Perhaps it was a butterfly.
When his wife came to visit me, I was wearing working gloves, tying up boxes of books with twine that I would twist into ornamental knots like ribbon then cut with scissors. The white plastic bookcases were emptying shelf by shelf. I was just thinking that I wanted to visit the vast display counters and wide corridors of the discount store one last time before I left the new town.
    "You're moving out? Without a word to anyone?"
    His wife looked at me as she asked, without displaying any great surprise or blame. I had not yet packed the kitchen things and I was able to boil water in the kettle so we could drink some coffee.
    "He's pitiful, yes, I know that. But still . . . ."
    I intuitively knew what she was talking about. I remembered hearing something of the kind from Su-rim herself. Finally, she added as though putting a stamp on things:
    "We've decided to get divorced. It's what he wants."
    I adopted a resigned expression. I considered their decision to be something I could not change. Without saying anything, I nodded at this aging woman who was still his wife. An ashen shadow like the fatigue of a warrior at sunset lay over her brow. She stubbed out her less than half-smoked cigarette in the ashtray and simply asked:
    "Is your fiancé still in Mongolia?"
    Unsure of her intentions, my expression hardened.
    "It seems he's going to India."
    I curtly sent my imaginary sweetheart off to India.
    "India? India, of all places."
    Again, she added that ambiguous 'of all places.' But I did not ask her if she knew someone in India. We stayed sitting in silence for a moment. Suddenly a fit of curiosity flashed into my mind.
    "By the way, you remember that fish broiled in soy sauce?"
    "What?"
    "I wonder, did you add curry powder?"
    "Curry powder?"
    Her lips curled upward in a strange smile.
    "It's not curry powder."
    She did not look inclined to tell me the secret of her broiled fish. Such stinginess was not like her. Perhaps it was her heart wanting to put what had happened in the summer and autumn of the previous year then through the winter and this year's spring in parentheses. I was the same. One such period of total idleness and silence and smells was quite enough. Anyway, she said it wasn't curry powder. Then what was it? Pepper? Bay leaves? But I could not ask anything more.
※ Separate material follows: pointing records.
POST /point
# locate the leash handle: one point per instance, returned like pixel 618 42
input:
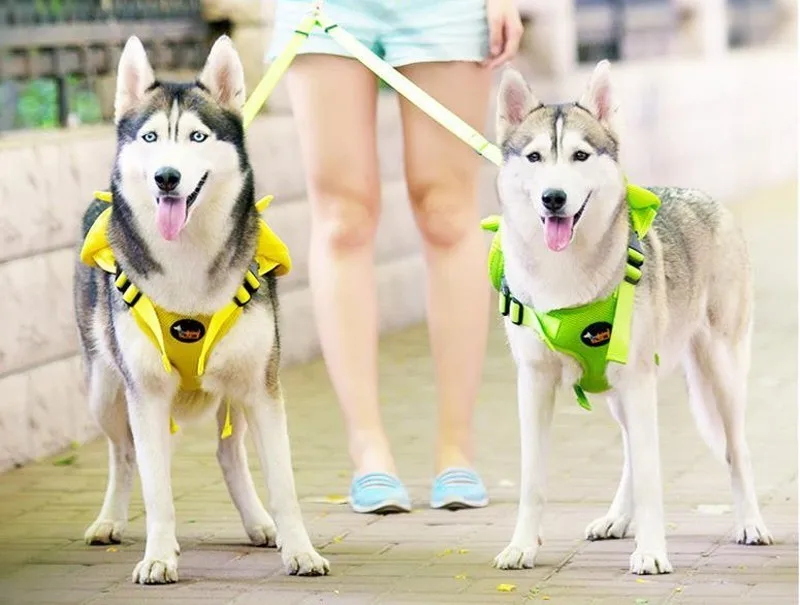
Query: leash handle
pixel 412 92
pixel 276 70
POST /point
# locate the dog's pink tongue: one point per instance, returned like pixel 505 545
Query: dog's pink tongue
pixel 171 216
pixel 557 232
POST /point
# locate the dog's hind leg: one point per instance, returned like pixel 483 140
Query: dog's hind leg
pixel 107 403
pixel 615 523
pixel 232 457
pixel 638 400
pixel 716 372
pixel 266 417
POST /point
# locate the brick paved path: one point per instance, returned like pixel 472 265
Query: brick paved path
pixel 440 557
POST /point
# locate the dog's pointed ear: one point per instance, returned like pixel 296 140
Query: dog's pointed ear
pixel 223 75
pixel 597 98
pixel 134 77
pixel 514 102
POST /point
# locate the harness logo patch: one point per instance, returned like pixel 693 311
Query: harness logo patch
pixel 597 334
pixel 187 330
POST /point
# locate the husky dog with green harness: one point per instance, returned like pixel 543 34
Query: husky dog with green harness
pixel 603 284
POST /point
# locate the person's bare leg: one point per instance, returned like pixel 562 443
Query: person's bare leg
pixel 442 174
pixel 334 103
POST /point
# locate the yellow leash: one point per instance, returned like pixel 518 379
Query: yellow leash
pixel 379 67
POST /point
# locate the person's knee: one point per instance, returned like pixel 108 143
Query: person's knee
pixel 445 211
pixel 345 217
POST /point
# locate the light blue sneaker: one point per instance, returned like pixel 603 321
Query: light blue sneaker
pixel 379 493
pixel 457 488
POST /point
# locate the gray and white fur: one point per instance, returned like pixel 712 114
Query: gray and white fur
pixel 565 230
pixel 189 258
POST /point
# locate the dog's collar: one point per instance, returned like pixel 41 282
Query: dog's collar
pixel 185 342
pixel 593 334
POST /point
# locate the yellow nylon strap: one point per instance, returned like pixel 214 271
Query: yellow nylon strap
pixel 219 324
pixel 412 92
pixel 264 202
pixel 103 196
pixel 96 251
pixel 276 70
pixel 145 315
pixel 227 428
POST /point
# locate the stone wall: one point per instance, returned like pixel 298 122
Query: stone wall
pixel 726 124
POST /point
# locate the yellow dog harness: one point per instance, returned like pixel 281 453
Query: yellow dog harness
pixel 185 342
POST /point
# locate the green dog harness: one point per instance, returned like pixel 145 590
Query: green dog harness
pixel 592 334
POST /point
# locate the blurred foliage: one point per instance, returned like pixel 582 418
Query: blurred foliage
pixel 34 103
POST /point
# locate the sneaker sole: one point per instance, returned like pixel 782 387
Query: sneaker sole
pixel 459 504
pixel 385 508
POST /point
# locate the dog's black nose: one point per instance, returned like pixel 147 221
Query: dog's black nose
pixel 167 178
pixel 554 199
    As she stood up after finishing her coffee, her gaze shifted about anxiously. In the entrance, as she stirred with the toe of her shoe the bits of twine that were lying about she raised her head and for the first time addressed me using familiar style language:
    "Was I so docile, to you others?"
    I intended to offer some kind of excuse but my throat clamped shut with tension, it was as though the roots of my tongue were being cut in two, and I could not speak a word on account of the pain. Finally the roots of my tongue burst open like a cocoon and two flapping wings emerged. The two tongues wound round one another and tangled together like ribbons. Words came bursting forth, there was no telling if they came from her or from me. Our shoulders rose and fell on account of our madly beating hearts. Like the day in childhood when we first learned the words prick and pussy and merely kept repeating them over and over again mentally, the words poured out fresh and clear.
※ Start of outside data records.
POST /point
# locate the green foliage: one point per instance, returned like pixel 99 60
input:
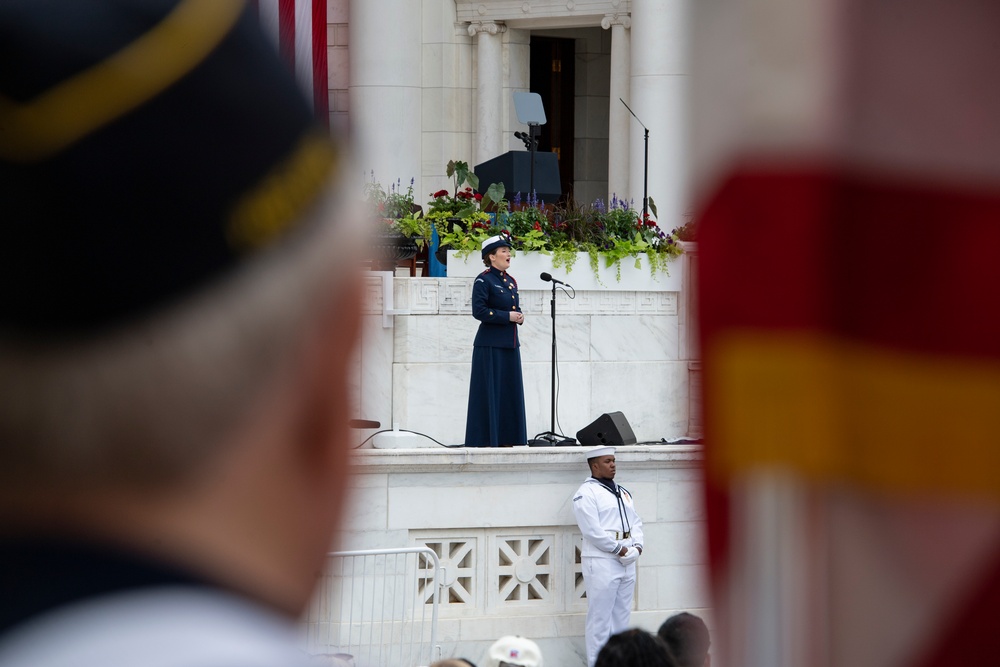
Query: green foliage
pixel 609 234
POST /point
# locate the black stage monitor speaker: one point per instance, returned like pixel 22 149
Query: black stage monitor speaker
pixel 608 429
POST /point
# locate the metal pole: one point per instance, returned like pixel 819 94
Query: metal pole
pixel 552 427
pixel 645 178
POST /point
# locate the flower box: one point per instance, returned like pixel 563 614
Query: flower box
pixel 526 267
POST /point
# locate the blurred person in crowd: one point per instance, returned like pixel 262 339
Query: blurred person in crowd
pixel 179 306
pixel 514 651
pixel 688 639
pixel 635 648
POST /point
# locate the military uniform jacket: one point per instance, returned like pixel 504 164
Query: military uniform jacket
pixel 608 522
pixel 494 296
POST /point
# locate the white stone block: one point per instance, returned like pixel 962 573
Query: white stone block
pixel 651 395
pixel 623 338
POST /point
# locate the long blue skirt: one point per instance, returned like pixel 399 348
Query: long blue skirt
pixel 496 399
    Wicked creature. Vulgar scum. Birdbrain, thinking of nothing but doing that, day and night. You cheap, shameless hussy, with men that's all you're capable of doing, with women that's all you're capable of talking about, sticking your mouth up there, down there. Have you ever really beaten your breast and cried? Have you ever cursed life until your lips turn pale, not because of a man or a broken heart but because of your own insignificance, your own stupidity, your own incorrigible wickedness? Have you ever sunk to the very bottom and felt intensely that you have nothing left but death, that dreadful emptiness? Have you ever lived the life of a corpse where opening your eyes each morning is hell? Have you ever had a notion of the desolate sorrow where you cannot live and cannot die without that? Surely not. There's no reason why you should. You, you just go about treating that one special hole and the skin around it like some kind of sacred relic; you, the only thing you're capable of is taking good care of your body then throwing it as food to the men like a pimp; with you, whether it's reading and writing poetry, or crying as you listen to jazz, or having a drink while you recall your student days as if you're squandering your savings, even your preferences, disliking or liking meat or fish, it's all done in order to make a really good impression on men; you've replaced the child's up-stretched arms begging: Hug me, just once, just once, with an up-stretched crotch begging: Do it, just once, just once; with you, you, there's no way.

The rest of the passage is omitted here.